The dried, milled rhizomes of C. foetida (23.4 kg) were exhaustively extracted with 90% MeOH (75 L) under reflux (4 times). The extract was evaporated under reduced pressure to yield a syrup-like residue (about 3.9 kg). The syrup was suspended in H₂O-MeOH (9:1), and extracted successively with EtOAc (15 L, 3 times, room temperature). The organic layer was dried (about 1.7 kg), and then absorbed on silica gel (2 kg), and subjected to column chromatography eluting with a gradient system of CHCl₃-MeOH from 0 to 100%. The fractions were monitored by TLC, and combined to give seven fractions (Fr.1-7). Fr.2 (55 g), Fr.3 (152 g) contained abundant triterpenoids by TLC examination, indicating the two fractions were worthy of further investigation. Fr. 2 was rechromatographed on a column (silica gel, CHCl₃-MeOH 100:1, 80:1, 65:1, 50:1) to obtain subfraction Fr.2.1, containing compounds 3 (15 mg) and 4 (79 mg). The subfraction 2.1 was subjected to RP-C₁₈ by using MeOH-H₂O (80:20) as mobile phase to give compounds 1 and 2. Fr. 3 was subjected to CC (silica gel, CHCl₃-MeOH 30:1, 20:1, 10:1 gradient ) and further purified by Sephadex LH-20 with eluting MeOH to give 5 (76 mg) and 6 (43 mg).

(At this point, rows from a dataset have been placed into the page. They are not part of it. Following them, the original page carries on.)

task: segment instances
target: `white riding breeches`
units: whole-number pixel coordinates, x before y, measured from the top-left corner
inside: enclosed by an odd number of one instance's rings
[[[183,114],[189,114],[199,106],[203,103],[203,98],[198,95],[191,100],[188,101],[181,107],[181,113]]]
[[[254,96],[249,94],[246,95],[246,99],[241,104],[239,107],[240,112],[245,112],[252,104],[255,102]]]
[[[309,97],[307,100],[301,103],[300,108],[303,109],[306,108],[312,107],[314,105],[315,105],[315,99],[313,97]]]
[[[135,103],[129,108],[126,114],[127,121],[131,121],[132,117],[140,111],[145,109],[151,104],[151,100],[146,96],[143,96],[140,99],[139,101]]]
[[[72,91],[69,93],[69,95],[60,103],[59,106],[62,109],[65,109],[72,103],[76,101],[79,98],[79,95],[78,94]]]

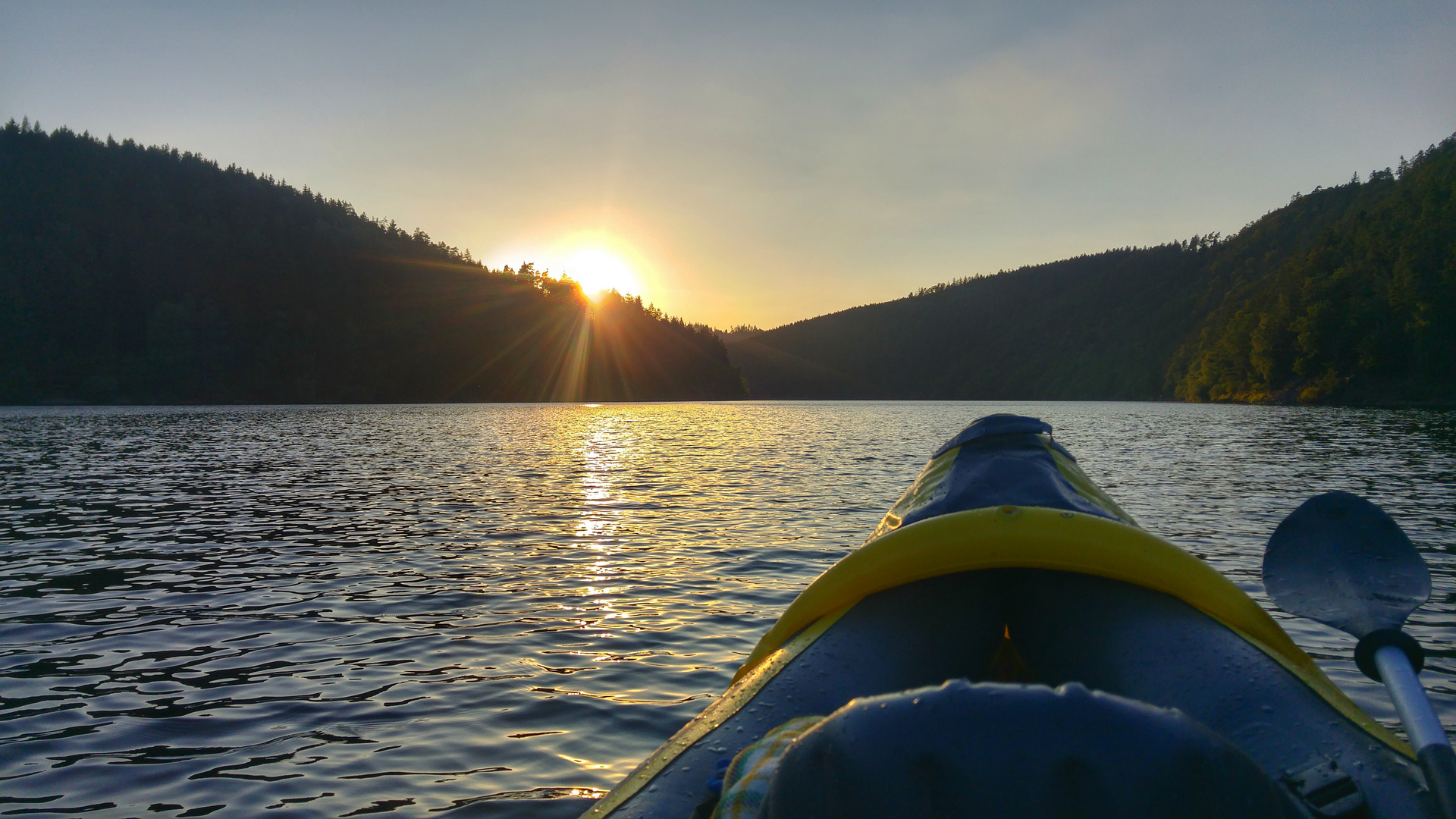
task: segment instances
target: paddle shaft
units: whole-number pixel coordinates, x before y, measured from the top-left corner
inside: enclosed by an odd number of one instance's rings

Cimiaceroside E (1). white powder; m.p. 172 °C; [α] ²⁷_D -25.0° (c = 0.80, CHCl₃: EtOH (1:1)); negative FABMS m/z (%) 717 [M-H]^– (8), 689 (25), 118 (43), 601 [M-117]^– (4) and 117 [C₃H₇O₄]^– (44); negative HRFABMS (m/z 717.3146 [M-H]^–, calcd. 717.3158 for C₄₀H₆₁O₁₁);IR (KBr) ν_max 3454, 2957, 2927, 2870, 1728, 1631, 1442, 1381, 1366, 1339, 1211, 1172, 1072, 1052, 971, 897, 820, 633, 583, 537 cm⁻¹. ¹H-NMR (500 MHz, C₅D₅N) and ¹³C-NMR data (100 MHz, C₅D₅N) see Table 1.

Cimifoside E (2). white powder; m.p. 168–179 °C; [α] ²⁷_D -45.5° (c = 1.10, CHCl₃ : EtOH (1:1)); negative FABMS m/z 775 [M-H]^–, 662 [M-103]^– and 104 [C₃H₄O₄]^–; negative HRFABMS (m/z 775.4365 [M-H]⁻, calcd. 775.4382 for C₄₁H₅₉O₁₄); IR (KBr) ν_max 3455, 2953, 1760, 1737, 1457, 1440, 1369, 1348, 1244, 1204, 1163, 1075, 1042, 1024, 984, 831, 726, 633, 604, 540 cm^–1. ¹H-NMR (500MHz, C₅D₅N) and ¹³C-NMR data (100 MHz, C₅D₅N) see Table 1.

3.4. Acid Hydrolysis of Compounds 1, 2

Compounds 1 and 2 (6 mg of each) were refluxed with 5% HCl in MeOH (7 mL) for 8 h. Each mixture was diluted with H₂O and neutralized with NaHCO₃. The neutral hydrolysate revealed the presence of only xylose by TLC (n-BuOH-AcOH-H₂O, 4:1:1, R_f = 0.4) upon comparison with the authentic sample.

4. Conclusions

Due to their medicinal uses, chemical constituents of Cimicifuga species have been extensively studied by several groups [7,12,17]. To date, more than 200 triterpenes have been isolated from the genus [4,18]. In our continuing studies, new compounds had still been found. In this paper, new triterpene glycosides with a monomethyl malonate group rarely found in the genus Cimicifuga were identified.